Via method of a trapdoor, fruit is
dropped from the hopper to the crusher, and then into the pump that pushes the
grape must from the crush pad and through a chilling system and into the press or, in the
case of reds that need maceration, into a stainless steel tank for fermentation
on the skins.
This trapdoor business is a bit
tricky, it turns out. Due to the
downward slope at which the hopper angles the fruit towards the trapdoor, and
due to the amount that the mechanical harvesters beat up the fruit, free
running juice has a tendency to accumulate at the end of the hopper, right
above the trapdoor. And, when said
trapdoor is imprudently opened, there is a very real risk of a veritable
dumping of juice.
“I’m not kidding mate, it’s like a
tidal wave! Just Whoosh and you’ve got juice everywhere and Ruchie (Peter
Ruchs, the winemaker) cursing up a storm, up to your ankles in juice and grapes
you’ve got to clean up and all of it down the drain…”
And it turn out that this would
happen, a few nights later on the graveyard shift as Aldwin, one of our
Frenchies, opens the trapdoor and half a ton of Savi comes pouring down,
actually tipping over what turns out to be a very poorly balanced and unstable
crusher/destemmer. The onslaught of
grapes occurs, unabated, until someone manages to slam shut the trapdoor. And then there’s a frenzied cleanup, as
the crew tries to clear the crush pad enough to make it operable again so as to
continue crushing, as more gondies and more grapes arrive...

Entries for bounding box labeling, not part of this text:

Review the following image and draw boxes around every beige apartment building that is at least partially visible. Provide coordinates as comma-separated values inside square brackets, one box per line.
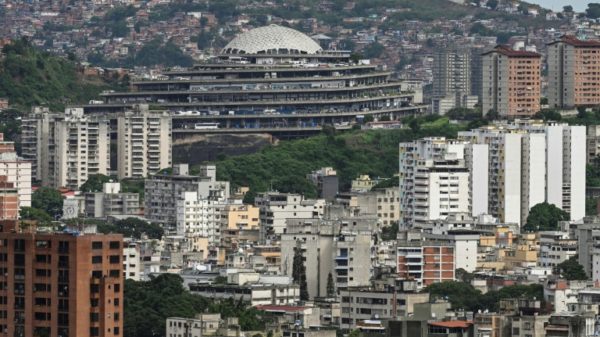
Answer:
[117, 105, 172, 179]
[482, 46, 541, 118]
[548, 35, 600, 108]
[22, 108, 110, 189]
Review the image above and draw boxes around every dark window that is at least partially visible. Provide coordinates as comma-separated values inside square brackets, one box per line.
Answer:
[58, 241, 69, 254]
[15, 254, 25, 267]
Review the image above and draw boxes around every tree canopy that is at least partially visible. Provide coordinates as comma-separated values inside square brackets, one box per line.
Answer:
[124, 274, 265, 337]
[523, 202, 570, 231]
[98, 218, 164, 239]
[31, 187, 63, 220]
[79, 174, 111, 192]
[554, 256, 588, 280]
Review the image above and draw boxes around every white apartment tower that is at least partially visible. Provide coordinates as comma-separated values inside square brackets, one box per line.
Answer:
[459, 121, 586, 225]
[23, 108, 110, 189]
[117, 105, 172, 179]
[0, 133, 32, 208]
[433, 49, 479, 114]
[399, 137, 471, 228]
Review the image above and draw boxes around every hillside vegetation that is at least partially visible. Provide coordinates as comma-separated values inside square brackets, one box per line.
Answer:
[216, 116, 466, 197]
[0, 40, 120, 111]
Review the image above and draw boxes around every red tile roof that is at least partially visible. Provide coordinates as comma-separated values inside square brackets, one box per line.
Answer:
[256, 304, 307, 312]
[483, 45, 542, 57]
[429, 321, 473, 329]
[548, 35, 600, 48]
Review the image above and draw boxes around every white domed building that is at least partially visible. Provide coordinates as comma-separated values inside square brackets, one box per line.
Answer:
[91, 25, 425, 137]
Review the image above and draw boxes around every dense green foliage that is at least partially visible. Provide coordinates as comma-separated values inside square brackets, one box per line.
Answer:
[124, 274, 265, 337]
[423, 281, 544, 312]
[31, 187, 63, 219]
[79, 174, 112, 192]
[0, 40, 109, 110]
[554, 256, 588, 280]
[0, 109, 22, 145]
[216, 116, 465, 197]
[523, 202, 569, 231]
[98, 218, 164, 239]
[381, 222, 400, 241]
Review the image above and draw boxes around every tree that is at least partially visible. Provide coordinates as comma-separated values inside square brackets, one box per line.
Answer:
[553, 256, 588, 280]
[363, 41, 385, 59]
[585, 3, 600, 19]
[535, 109, 562, 122]
[292, 247, 309, 301]
[79, 174, 111, 193]
[327, 272, 335, 297]
[19, 207, 54, 224]
[381, 222, 399, 241]
[523, 202, 569, 231]
[486, 0, 498, 9]
[31, 187, 63, 219]
[98, 218, 164, 240]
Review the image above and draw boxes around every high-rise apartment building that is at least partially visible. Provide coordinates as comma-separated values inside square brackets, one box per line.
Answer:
[0, 223, 124, 337]
[0, 176, 19, 220]
[432, 49, 478, 114]
[117, 105, 172, 179]
[23, 108, 110, 189]
[547, 35, 600, 108]
[281, 216, 377, 298]
[482, 46, 541, 118]
[176, 192, 225, 244]
[144, 164, 229, 225]
[399, 137, 471, 228]
[0, 133, 31, 211]
[459, 121, 586, 224]
[254, 192, 325, 239]
[396, 231, 456, 288]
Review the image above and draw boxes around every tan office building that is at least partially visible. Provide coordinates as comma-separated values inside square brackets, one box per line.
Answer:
[548, 35, 600, 108]
[482, 46, 541, 118]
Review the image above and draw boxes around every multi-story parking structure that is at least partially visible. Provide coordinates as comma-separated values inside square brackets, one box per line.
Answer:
[86, 25, 425, 133]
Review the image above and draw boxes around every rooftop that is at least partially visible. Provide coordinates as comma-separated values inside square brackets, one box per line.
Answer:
[221, 25, 322, 55]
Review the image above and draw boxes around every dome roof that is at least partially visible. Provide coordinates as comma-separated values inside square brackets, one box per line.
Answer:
[221, 25, 322, 54]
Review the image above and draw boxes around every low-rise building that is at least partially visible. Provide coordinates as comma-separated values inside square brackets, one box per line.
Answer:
[85, 182, 140, 218]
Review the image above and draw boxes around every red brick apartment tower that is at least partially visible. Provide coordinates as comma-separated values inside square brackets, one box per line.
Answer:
[397, 243, 455, 287]
[0, 221, 124, 337]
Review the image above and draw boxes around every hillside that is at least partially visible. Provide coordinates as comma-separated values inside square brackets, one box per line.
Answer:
[0, 40, 123, 111]
[216, 116, 472, 197]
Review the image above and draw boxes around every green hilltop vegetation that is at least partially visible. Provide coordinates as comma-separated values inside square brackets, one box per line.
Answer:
[0, 39, 123, 111]
[216, 115, 467, 201]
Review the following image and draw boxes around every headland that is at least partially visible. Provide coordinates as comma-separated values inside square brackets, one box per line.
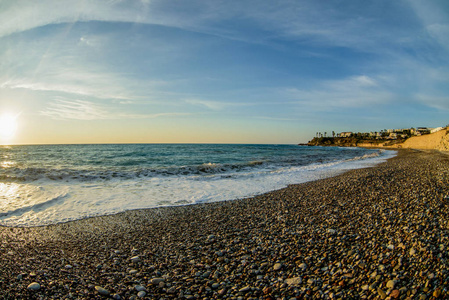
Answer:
[0, 150, 449, 299]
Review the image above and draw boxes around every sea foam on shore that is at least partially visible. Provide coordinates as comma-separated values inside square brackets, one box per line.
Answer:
[0, 150, 449, 299]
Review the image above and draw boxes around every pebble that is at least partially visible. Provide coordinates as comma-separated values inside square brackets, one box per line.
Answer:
[386, 280, 396, 289]
[134, 285, 147, 292]
[285, 277, 302, 286]
[131, 255, 140, 263]
[150, 277, 164, 285]
[95, 285, 109, 296]
[273, 263, 282, 271]
[0, 151, 449, 300]
[137, 291, 147, 298]
[27, 282, 41, 291]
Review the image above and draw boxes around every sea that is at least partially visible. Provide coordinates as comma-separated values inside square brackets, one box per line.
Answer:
[0, 144, 396, 227]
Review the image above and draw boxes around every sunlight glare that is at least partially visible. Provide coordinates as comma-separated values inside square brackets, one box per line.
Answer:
[0, 113, 18, 139]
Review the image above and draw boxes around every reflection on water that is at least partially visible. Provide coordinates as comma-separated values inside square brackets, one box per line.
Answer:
[0, 161, 16, 169]
[0, 183, 20, 212]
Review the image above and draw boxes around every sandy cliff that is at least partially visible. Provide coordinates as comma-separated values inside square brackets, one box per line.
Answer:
[399, 127, 449, 151]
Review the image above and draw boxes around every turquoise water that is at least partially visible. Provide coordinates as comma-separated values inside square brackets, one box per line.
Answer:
[0, 144, 395, 226]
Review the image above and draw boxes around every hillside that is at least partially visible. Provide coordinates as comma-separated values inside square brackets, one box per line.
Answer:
[307, 127, 449, 151]
[401, 127, 449, 151]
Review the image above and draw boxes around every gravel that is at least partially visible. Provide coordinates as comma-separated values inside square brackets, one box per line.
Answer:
[0, 150, 449, 299]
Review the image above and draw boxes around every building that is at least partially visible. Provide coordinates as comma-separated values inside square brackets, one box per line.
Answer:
[340, 131, 352, 137]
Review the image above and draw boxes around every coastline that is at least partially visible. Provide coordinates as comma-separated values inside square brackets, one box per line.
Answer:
[0, 150, 449, 299]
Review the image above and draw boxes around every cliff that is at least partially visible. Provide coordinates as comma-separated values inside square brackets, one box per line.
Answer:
[307, 127, 449, 151]
[307, 137, 404, 148]
[401, 127, 449, 151]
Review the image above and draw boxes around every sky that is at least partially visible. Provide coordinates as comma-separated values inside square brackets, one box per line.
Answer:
[0, 0, 449, 144]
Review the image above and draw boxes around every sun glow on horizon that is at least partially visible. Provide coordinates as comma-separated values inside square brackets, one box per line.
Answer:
[0, 113, 19, 142]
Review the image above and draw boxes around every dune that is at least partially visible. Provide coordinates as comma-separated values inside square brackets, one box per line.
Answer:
[399, 127, 449, 151]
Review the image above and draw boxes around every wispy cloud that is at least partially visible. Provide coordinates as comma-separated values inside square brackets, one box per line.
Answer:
[39, 98, 192, 121]
[185, 99, 254, 111]
[40, 99, 110, 120]
[284, 75, 392, 111]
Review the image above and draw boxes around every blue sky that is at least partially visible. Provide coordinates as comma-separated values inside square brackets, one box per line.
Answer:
[0, 0, 449, 144]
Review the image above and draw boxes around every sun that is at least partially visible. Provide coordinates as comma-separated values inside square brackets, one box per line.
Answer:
[0, 113, 19, 139]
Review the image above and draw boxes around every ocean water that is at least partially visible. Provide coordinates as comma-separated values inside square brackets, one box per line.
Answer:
[0, 144, 396, 226]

(A note here, on the crush
pad: It is less a crush pad, per se, than it is a crush pit. Due to
the necessarily elevated hopper in relation to the crusher/destemmer, the
crusher and its operator are actually sunk into the ground, about eight to ten
feet. The walls and flooring are
concrete, and there are various hoses for must and half-ton T-bins for
collecting the MOG (Matter Other than Grapes) spat out by the destemmer. But the worst part about the crush pit
is, by far, some sort of catastrophic infrastructural drainage problem. Runoff water and juice merely collects
in the back of the pit, rises like the tide until it’s ankle level and someone,
feet wet, notices and does something about it. Well, it turns out that “doing something about it” means
scaling the walls of the pit, usually with the aid of an upturned bucket or
cinder block, specifically placed there for this purpose, and activating an old
an derelict centrifugal pump that’s been permanently located at the top of the
pit, and which only runs in reverse.
Activating said pump will drain the pump, but at the expense of
temporarily flooding the refuse water into the winery proper, where there is at
least adequate drainage, but which leaves all the other cellar rats standing in
swamp water for a few minutes.
Anyway…)
So, Chewie has me man the pit,
leaving me straddling the crusher in such a way as to either counterbalance any
tipping that might occur or, in the case of a very serious dumping of grapes
that will tip the crusher anyway, will send me catapulting into a cement wall. This position also puts me within easy
reach of the hopper controls, including the trapdoor mechanism.
The first gondie arrives with a
typical load of 2.05 tons of grapes.
Semillon. And, we get
underway. Trick to operating the
trapdoor without flooding the place, it turns out, is to open a valve that
drains off the excess juice from the hopper into the crusher in a controlled
manner. Then, the trapdoor is
opened and slammed shut, in increasingly larger increments, allowing any grapes
sitting on the trapdoor to be cleared in a safe manner, and the fruit and juice
is coming in slow and steady enough to leave the door wide open. At this point the operator can dictate
the flow of fruit by controlling the auger speed.
We only see a few tons that night,
eight or ten, before the night shift comes in to relieve us. But, it’s good to get a feel of the operation,
and also a taste of the hectic life of harvest. It serves as a good adjustment; away from the paralyzing
boredom of our first week and towards the madness of the upcoming crush.